Em 1947, com só sete anos de circulação, O jipe era ainda uma novidade, sobretudo no Brasil. Na euforia da posse desse “carro revolucionário”, Rachel de Queiroz escreveu algumas impressões sobre seu jipe que, à primeira vista, mais parecia “um automovinho de brinquedo”. Mesmo examinando-o bem não dava para saber exatamente o que era: “o para-choques dianteiro é feito um limpa-trilhos de locomotiva; o traseiro tem um engate de trator, e o motor, aparentemente insignificante, ronca e puxa como um tanque de guerra”. Apesar de “toda aquela fragilidade” aparente e da “lataria chocalhante”, o jipe “é na verdade uma maquininha rija e heroína”.

Os modelos mais moderninhos, “em comparação com os ásperos precursores do tempo da guerra”, já tinham algumas regalias, como capota pra proteger da chuva e assento de estofo “em vez de uma simples lona esticada por cima do ferro”. “Mas não são estes confortos medíocres o atrativo do jipe”: o que ele proporciona “de especial e raro” é a sensação de “leveza e liberdade”. Dentro dele, “a gente fica atuado por um espírito de irresponsabilidade e confiança, uma como certeza de impunidade, um corpo fechado aos riscos”. Sem “luxos nem bonitezas”, o jipe é “viril, espartano, revolucionário” – o ideal para atravessar os recônditos do Brasil, seja “na selvageria da serra ou do sertão”. Talvez lhe faltasse, porém, um pouco da velocidade do Jaguar pilotado por Antônio Maria.

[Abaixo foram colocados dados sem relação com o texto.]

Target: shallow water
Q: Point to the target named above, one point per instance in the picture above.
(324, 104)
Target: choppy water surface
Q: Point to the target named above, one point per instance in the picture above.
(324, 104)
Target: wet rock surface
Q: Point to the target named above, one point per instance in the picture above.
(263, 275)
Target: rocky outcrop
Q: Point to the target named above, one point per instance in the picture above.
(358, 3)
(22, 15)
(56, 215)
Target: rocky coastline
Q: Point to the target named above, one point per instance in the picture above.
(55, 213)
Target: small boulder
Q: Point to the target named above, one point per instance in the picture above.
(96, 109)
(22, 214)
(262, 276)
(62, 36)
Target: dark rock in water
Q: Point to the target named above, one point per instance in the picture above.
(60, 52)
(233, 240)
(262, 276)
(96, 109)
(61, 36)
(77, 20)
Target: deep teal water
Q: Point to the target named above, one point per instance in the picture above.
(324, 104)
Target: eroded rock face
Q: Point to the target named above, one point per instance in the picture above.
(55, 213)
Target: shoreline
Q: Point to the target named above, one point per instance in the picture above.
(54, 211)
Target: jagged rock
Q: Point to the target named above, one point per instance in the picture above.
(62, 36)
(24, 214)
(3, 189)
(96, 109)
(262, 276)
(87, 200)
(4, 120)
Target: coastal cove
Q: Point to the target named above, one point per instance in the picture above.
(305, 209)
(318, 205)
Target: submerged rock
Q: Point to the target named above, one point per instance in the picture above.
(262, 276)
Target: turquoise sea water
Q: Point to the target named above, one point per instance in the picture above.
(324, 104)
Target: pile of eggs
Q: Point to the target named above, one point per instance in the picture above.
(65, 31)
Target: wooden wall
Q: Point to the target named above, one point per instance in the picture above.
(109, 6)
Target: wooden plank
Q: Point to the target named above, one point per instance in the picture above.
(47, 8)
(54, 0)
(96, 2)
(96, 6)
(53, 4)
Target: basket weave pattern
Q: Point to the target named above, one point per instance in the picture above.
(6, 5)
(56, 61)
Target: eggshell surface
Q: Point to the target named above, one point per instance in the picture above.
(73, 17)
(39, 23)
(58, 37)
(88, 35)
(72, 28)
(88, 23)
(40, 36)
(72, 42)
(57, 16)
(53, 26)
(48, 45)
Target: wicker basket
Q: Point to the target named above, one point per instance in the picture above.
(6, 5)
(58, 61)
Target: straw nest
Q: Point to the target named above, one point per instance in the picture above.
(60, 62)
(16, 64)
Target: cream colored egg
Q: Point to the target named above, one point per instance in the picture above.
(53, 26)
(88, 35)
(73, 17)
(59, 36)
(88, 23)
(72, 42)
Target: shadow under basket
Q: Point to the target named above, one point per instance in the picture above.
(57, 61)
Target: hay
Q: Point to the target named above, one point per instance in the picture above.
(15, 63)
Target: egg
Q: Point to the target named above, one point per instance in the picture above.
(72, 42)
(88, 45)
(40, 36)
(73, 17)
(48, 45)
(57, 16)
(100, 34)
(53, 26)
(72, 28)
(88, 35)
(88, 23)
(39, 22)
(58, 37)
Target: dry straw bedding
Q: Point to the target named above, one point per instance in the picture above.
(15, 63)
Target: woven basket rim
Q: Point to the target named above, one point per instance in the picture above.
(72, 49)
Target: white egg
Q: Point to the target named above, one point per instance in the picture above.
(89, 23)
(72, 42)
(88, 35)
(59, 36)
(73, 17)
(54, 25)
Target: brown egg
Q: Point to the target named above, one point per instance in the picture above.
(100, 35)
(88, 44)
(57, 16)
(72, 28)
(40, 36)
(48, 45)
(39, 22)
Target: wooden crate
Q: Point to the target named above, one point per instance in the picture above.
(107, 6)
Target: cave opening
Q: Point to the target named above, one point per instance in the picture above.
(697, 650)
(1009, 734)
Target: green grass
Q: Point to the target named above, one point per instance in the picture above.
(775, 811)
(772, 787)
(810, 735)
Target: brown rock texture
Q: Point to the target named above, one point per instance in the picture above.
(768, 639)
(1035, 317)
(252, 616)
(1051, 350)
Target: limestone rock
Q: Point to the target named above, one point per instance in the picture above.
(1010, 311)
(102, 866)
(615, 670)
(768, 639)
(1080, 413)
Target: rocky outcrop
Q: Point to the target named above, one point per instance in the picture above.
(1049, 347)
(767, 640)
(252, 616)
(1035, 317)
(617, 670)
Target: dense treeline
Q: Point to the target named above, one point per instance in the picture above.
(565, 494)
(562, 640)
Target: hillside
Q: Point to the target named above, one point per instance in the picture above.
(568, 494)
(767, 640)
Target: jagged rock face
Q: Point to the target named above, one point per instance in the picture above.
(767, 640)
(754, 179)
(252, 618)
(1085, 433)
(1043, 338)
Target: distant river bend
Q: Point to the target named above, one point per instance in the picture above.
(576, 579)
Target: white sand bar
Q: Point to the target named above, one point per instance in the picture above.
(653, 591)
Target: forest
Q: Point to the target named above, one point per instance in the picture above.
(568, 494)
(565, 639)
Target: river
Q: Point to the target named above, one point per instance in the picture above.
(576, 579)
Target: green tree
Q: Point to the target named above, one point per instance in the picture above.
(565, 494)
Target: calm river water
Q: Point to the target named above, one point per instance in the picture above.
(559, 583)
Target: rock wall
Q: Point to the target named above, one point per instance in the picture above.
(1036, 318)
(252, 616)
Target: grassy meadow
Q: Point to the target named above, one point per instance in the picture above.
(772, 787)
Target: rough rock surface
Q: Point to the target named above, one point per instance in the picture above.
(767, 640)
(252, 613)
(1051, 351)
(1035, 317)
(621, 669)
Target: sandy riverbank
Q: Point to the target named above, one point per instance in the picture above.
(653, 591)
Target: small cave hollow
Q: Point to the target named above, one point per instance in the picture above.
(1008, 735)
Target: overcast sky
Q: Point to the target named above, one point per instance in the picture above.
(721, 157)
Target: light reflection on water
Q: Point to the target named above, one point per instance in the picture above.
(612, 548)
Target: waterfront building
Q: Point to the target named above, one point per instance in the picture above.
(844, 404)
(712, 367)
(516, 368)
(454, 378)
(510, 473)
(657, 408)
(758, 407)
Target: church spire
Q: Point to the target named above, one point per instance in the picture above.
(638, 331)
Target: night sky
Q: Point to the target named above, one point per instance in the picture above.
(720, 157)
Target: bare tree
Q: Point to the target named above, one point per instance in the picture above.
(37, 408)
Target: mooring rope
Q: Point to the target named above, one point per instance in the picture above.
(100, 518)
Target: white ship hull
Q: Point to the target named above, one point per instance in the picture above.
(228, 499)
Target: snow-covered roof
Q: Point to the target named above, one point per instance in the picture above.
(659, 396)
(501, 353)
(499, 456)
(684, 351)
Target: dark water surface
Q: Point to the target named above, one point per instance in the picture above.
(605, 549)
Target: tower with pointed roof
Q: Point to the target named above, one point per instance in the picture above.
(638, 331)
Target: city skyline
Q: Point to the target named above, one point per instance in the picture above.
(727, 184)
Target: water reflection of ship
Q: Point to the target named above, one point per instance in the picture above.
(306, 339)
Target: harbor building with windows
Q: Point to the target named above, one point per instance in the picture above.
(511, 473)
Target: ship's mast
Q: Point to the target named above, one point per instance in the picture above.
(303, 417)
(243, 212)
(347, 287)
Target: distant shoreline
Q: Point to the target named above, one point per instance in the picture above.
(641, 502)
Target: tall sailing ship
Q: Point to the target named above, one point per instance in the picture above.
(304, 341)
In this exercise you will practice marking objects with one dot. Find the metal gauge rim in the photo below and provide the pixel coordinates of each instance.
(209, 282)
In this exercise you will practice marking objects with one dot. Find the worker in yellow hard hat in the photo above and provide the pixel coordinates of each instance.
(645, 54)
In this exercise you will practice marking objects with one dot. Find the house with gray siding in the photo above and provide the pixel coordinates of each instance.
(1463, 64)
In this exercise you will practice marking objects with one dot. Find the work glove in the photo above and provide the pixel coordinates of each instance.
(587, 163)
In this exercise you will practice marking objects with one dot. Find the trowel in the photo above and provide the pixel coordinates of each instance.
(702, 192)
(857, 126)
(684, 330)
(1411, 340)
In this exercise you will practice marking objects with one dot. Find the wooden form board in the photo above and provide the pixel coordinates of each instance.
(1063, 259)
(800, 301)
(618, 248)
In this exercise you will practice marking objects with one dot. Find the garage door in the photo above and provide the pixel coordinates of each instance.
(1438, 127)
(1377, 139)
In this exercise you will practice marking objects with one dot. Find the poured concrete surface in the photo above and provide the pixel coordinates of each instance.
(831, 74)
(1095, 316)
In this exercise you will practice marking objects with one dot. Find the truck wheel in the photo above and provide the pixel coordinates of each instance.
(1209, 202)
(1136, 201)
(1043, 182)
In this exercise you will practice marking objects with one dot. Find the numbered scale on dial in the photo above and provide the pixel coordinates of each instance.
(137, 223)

A “volúpia da velocidade”, afinal, é uma vocação do brasileiro, observou Otto Lara Resende ao dar-se conta do sucesso que faz a Fórmula 1 entre nós. Na pista, piloto e carro precisam “se entender de forma tão íntima que se transformam numa terceira entidade, feita de aço e osso, de sangue e gasolina, de coração e motor”. Quem vai na frente, como Emerson Fittipaldi e Nelson Piquet, conduz também a paixão despertada pelo esporte “que junta o homem à tecnologia”. Depois de Piquet, “fomos premiados com essa estrela de primeiríssima grandeza que é o Ayrton Senna”. Aí, foi a hora da Europa afinal se curvar diante do Brasil – “a Europa não, o mundo”.

Aqui, tínhamos “uma plêiade de futuros campeões”, todos já roncando “vitoriosos os motores”. Otto, na época, estava “no auge da admiração pelo príncipe da velocidade”, um dos epítetos que a imprensa francesa deu a Senna – além “de mágico, de extraterrestre e de herói” por conta da “sua busca solitária pela excelência”. O cronista gostava que Ayrton se concentrava “em silêncio todo dia”, como se soubesse que, tendo vindo “de um país que está à margem do resto do mundo”, teria lombadas bem altas à frente. Quem sabe Senna não poderia ser, naquela “hora sombria” que vivia o país no começo da década de 1990, um sinal para nós, “recuperando a confiança em nosso destino, não irmos de ré até a rabeira do mundo”. O Brasil, afinal, “não está condenado a se situar entre os lanterninhas, que diabo!”. E não é que estava certo?